陽太くんは入院中は毎度と言っていいくらい、わたしを見つけては病室まで着いてこようとする。どこからやってくるのか、今日みたいに突然現れるから困ったものだ。自分の身体のことに集中して病室で休んでいればいいものを、どうしてわたしなんかに構ってくるのか。

「ねぇ、そのコミュ力は飾りなの? 友達ほしいならわたしに絡んでないで自分の病室で作れば」

「えぇー……月音以上に気が合うやついるかなあ」

「気が……合う……?」

このデリカシー無し男と……、わたしが……?

信じられない言葉に陽太くんを見ると、

「ははっ! んだよ、おばけでも見たみたいな顔して!」

わたしを指差して爆笑してくるからもっとうざったい。

「もういいっ! じゃあね!」

フンっと顔を背け、早く戻ろうと足を動かす。だけどやはり身体は重いから、すぐに陽太くんに追いつかれてしまった。

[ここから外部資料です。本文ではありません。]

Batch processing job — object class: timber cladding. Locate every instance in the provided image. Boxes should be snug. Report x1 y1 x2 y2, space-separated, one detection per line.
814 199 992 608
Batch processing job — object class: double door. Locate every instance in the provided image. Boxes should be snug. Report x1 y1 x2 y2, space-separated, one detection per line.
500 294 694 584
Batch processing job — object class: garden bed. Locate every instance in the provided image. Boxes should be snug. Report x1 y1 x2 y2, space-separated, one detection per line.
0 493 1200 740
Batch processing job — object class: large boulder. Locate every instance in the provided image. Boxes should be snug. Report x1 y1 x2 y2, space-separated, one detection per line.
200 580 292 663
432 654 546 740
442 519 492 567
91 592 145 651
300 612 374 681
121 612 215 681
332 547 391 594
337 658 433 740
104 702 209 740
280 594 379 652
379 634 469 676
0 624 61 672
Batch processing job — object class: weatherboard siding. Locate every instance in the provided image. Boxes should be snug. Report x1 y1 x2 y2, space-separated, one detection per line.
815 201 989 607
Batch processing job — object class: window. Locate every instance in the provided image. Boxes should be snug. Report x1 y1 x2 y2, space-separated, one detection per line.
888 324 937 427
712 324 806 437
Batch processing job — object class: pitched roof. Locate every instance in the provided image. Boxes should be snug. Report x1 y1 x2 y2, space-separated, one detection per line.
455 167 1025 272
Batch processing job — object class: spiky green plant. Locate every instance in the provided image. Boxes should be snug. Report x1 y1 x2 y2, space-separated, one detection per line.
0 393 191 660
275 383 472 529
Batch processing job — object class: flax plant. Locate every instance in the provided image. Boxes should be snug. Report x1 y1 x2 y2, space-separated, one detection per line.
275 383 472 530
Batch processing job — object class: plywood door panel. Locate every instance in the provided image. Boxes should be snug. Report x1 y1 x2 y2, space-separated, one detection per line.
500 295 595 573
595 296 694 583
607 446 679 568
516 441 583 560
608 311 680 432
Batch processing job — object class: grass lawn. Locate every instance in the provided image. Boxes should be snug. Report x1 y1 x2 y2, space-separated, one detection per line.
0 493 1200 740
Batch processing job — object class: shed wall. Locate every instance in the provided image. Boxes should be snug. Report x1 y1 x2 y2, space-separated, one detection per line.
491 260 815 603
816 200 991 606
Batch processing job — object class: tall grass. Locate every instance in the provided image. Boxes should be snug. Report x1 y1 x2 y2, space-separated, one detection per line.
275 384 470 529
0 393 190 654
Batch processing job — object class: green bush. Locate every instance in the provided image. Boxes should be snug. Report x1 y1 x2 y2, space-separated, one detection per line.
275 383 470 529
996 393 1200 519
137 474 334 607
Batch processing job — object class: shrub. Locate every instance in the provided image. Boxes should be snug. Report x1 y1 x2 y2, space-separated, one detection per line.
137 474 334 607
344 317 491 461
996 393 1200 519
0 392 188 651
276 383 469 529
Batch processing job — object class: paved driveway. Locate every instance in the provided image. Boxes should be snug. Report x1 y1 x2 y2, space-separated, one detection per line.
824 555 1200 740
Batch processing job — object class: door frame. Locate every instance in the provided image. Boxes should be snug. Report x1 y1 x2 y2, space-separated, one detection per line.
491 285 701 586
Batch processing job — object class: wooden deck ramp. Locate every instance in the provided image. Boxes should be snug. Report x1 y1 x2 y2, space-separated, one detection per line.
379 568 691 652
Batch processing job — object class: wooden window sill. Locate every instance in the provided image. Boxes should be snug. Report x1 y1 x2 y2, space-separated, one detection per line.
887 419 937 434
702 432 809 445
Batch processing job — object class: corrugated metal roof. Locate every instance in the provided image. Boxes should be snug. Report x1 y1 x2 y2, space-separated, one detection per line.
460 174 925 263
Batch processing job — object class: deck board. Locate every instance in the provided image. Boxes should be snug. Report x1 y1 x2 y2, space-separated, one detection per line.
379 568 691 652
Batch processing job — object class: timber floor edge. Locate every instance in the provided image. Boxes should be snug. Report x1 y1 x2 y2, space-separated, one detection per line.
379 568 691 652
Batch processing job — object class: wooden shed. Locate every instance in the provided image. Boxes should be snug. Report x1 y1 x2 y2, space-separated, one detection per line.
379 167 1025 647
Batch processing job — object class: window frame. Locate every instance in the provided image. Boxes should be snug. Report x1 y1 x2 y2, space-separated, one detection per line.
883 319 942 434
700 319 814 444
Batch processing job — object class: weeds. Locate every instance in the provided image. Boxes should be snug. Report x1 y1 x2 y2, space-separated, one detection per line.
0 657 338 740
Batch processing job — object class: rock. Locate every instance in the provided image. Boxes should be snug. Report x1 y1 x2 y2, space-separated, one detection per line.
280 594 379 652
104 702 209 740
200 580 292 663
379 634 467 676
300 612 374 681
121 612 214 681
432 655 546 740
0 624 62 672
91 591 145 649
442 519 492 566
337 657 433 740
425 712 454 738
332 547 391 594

「あぁもう悪かったって。拗ねんなよ。本当に俺月音しかここに気軽に喋れるやついないんだって」

「知らないよ。じゃあ一人で本でも読んでれば!? 暇つぶしくらいにはなるでしょ」

「え、俺が本読むようなキャラに見える? 真面目っぽいってこと?」

「んなわけないでしょ!? ……はぁ。もういいや、疲れちゃった。勝手にして」

「ははっ、よっしゃー」

ダメだ。ただでさえ憂鬱な毎日なのに、陽太くんがいると余計に憂鬱だ。調子が狂うと言えばいいのか。彼の能天気な空気と喋り方がうざったくて仕方ない。

関わりたくないけれど、そうすると後から余計に面倒くさいことを知っている。断りたくても今みたいに気付けば彼のペースにのまれてしまっていることも多々あるし、こうなったら好きにさせておいて無視するのが一番手っ取り早いだろう。